Cheating has been a long standing issue in university assessments. However, the release of ChatGPT and other free-to-use generative AI tools have provided a new and distinct method for cheating. Students can run many assessment questions through the tool and generate a superficially compelling answer, which may or may not be accurate. We ran a dual-anonymous “quality assurance” marking exercise across four end-of-module assessments across a distance university CS curriculum. Each marker received five ChatGPT-generated scripts alongside 10 student scripts. A total of 90 scripts were marked; every ChatGPT-generated script for the undergraduate modules received at least a passing grade (>40%), with all of the introductory module CS1 scripts receiving a distinction (>85%). None of the ChatGPT taught postgraduate scripts received a passing grade (>50%). We also present the results of interviewing the markers, and of running our sample scripts through a GPT-2 detector and the TurnItIn AI detector which both identified every ChatGPT-generated script, but differed in the number of false-positives.

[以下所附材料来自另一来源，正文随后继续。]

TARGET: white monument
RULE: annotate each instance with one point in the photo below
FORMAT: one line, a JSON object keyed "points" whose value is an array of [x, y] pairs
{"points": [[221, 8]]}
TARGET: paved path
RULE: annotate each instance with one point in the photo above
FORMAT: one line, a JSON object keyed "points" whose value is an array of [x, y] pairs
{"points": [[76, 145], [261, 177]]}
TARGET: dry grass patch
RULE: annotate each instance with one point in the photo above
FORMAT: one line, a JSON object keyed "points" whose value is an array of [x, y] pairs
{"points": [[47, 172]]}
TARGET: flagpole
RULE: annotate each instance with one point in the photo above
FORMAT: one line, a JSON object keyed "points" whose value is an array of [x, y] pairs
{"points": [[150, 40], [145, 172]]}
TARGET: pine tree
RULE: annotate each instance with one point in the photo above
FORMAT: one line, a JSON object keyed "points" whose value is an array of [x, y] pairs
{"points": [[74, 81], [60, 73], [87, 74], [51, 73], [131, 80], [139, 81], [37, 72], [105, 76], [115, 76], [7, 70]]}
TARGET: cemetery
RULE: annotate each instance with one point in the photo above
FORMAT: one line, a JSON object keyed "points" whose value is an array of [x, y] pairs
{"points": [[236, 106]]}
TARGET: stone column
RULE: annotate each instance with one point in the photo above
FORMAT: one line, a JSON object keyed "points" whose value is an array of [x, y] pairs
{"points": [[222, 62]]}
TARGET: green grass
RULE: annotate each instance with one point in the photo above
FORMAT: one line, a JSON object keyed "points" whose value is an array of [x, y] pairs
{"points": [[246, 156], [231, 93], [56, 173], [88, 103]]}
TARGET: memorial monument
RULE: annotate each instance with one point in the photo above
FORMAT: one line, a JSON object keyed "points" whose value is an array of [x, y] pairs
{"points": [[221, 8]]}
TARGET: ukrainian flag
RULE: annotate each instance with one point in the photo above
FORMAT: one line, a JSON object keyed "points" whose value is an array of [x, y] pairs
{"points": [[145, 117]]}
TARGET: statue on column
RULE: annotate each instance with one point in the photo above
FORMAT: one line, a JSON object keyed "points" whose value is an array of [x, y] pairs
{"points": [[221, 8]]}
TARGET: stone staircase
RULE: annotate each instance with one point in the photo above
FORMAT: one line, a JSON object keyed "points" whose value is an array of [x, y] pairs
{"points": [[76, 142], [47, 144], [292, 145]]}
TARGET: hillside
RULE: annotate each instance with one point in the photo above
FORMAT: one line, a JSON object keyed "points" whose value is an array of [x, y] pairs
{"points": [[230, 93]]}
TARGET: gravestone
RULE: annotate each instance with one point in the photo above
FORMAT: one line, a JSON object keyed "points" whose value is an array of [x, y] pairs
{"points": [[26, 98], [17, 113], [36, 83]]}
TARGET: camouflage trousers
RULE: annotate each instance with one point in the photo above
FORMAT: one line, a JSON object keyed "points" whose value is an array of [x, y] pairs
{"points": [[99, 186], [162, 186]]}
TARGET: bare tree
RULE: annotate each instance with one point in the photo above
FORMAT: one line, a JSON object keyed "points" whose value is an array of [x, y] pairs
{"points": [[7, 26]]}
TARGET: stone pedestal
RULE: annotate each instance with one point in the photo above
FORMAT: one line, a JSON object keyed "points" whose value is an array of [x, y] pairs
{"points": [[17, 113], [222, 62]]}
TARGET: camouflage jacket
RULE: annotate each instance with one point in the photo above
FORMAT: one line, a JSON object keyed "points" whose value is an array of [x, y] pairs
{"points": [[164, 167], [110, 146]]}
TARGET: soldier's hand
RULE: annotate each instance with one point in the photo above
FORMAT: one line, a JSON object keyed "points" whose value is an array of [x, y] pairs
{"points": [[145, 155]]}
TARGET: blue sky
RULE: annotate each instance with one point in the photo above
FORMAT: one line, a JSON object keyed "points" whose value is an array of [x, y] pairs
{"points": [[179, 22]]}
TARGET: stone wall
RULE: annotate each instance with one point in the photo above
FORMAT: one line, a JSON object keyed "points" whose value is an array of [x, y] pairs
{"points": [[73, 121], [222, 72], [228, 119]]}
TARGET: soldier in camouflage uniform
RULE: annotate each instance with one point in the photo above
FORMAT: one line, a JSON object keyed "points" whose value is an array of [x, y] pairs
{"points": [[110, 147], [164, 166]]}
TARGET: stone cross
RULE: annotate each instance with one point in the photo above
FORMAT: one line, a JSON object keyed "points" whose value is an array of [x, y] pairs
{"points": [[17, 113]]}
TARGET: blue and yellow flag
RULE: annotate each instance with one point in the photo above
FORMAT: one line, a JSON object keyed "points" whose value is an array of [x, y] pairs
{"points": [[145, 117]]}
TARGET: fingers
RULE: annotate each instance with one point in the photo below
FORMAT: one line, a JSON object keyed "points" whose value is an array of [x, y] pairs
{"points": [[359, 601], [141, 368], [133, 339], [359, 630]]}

As such, we contribute a baseline understanding of how the public release of generative AI is likely to significantly impact quality assurance processes. Our analysis demonstrates that, in most cases, across a range of question formats, topics and study levels, ChatGPT is at least capable of producing adequate answers for undergraduate assessment.

查看原文

微信好友朋友圈 QQ好友复制链接

本刊更多论文

英国开放大学计算与通信学院，米尔顿凯恩斯，MK7 6AA

在大学评估中，作弊一直是一个长期存在的问题。然而，ChatGPT和其他免费使用的生成式人工智能工具的发布为作弊提供了一种新的、独特的方法。学生可以通过该工具运行许多评估问题，并生成一个表面上引人注目的答案，这个答案可能准确，也可能不准确。我们在远程大学计算机科学课程的四个模块结束评估中进行了双匿名“质量保证”评分练习。每个阅卷者收到5个chatgpt生成的脚本和10个学生脚本。共有90个脚本被标记;每个chatgpt为本科模块生成的脚本都至少获得了及格分数(>40%)，所有入门模块CS1脚本都获得了优异分数(>85%)。ChatGPT教授的研究生脚本都没有通过(50%)。我们还介绍了采访标记的结果，以及通过GPT-2检测器和TurnItIn AI检测器运行示例脚本的结果，这两个检测器都识别了每个chatgpt生成的脚本，但假阳性的数量不同。因此，我们对生成式人工智能的公开发布如何可能对质量保证过程产生重大影响做出了基本的理解。我们的分析表明，在大多数情况下，在一系列问题格式、主题和学习水平上，ChatGPT至少能够为本科评估提供足够的答案。

本文章由计算机程序翻译，如有差异，请以英文原文为准。

求助全文

约1分钟内获得全文去求助

来源期刊

ACM Transactions on Computing Education EDUCATION, SCIENTIFIC DISCIPLINES-

CiteScore

6.50

自引率

16.70%

发文量

期刊介绍： ACM Transactions on Computing Education (TOCE) (formerly named JERIC, Journal on Educational Resources in Computing) covers diverse aspects of computing education: traditional computer science, computer engineering, information technology, and informatics; emerging aspects of computing; and applications of computing to other disciplines. The common characteristics shared by these papers are a scholarly approach to teaching and learning, a broad appeal to educational practitioners, and a clear connection to student learning.